Drawdown: The Most Comprehensive Plan Ever Proposed to Reverse Global Warming
- Author: Paul Hawken
- Language: English
- Genre: Non-fiction
- Publication date: 2017

= Drawdown (book) =

2017 climate change solution book

Drawdown: The Most Comprehensive Plan Ever Proposed to Reverse Global Warming is a 2017 book created, written, and edited by Paul Hawken about climate change mitigation. Other writers include Katharine Wilkinson, and the foreword was written by (hardback edition) Tom Steyer and (paperback) Prince Charles.

Drawdown provides a list of 100 potential solutions and ranks them by the potential amount of greenhouse gases each could cut, with cost estimates and short descriptions. The solutions are arranged in order by broad categories: energy, food, women and girls, buildings and cities, land use, transport, materials, and "coming attractions".

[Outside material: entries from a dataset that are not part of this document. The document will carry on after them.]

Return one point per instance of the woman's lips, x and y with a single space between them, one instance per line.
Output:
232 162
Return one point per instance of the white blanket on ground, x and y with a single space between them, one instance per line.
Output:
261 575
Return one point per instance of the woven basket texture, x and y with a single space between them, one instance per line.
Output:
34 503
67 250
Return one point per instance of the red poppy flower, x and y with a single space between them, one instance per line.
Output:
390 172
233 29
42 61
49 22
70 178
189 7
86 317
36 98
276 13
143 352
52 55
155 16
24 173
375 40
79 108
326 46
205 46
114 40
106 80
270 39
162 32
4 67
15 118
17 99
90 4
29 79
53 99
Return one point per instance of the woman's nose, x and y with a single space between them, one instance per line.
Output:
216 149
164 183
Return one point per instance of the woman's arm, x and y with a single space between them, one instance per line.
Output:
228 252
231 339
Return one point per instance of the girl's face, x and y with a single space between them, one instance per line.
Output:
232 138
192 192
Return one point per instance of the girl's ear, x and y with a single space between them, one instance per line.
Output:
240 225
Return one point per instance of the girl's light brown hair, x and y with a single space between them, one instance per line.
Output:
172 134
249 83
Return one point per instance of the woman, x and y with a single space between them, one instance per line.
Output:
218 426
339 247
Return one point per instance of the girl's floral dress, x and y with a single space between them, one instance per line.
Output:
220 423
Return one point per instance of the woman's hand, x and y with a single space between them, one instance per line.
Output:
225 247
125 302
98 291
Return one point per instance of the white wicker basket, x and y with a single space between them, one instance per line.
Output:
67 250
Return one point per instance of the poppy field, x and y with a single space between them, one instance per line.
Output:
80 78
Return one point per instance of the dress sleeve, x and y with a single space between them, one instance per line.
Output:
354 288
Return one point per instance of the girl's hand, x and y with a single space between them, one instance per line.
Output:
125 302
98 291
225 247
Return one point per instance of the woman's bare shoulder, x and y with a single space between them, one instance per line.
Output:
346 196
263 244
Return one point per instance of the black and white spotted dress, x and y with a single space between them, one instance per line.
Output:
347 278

The Guardian notes that the author has had influence in corporate sustainability efforts and that companies such as Interface and Autodesk have backed the project.

== Reception ==
Drawdown was a New York Times bestseller and received favorable reviews. Kirkus Reviews called the book "an optimistic program for getting out of our current mess".

An April 2017 video on C-SPAN described the book as "a collection of policies, plans, and active programs to reduce carbon emissions outside of the purview of the federal government". In the video, Hawken stated, "the reason we can say 'the most comprehensive plan ever proposed' is that no one's ever proposed a plan... which is sort of astonishing when you think about it." According to an article in Vox, "until 2017, there was no real way for ordinary people to get an understanding of what they can do and what impact it can have".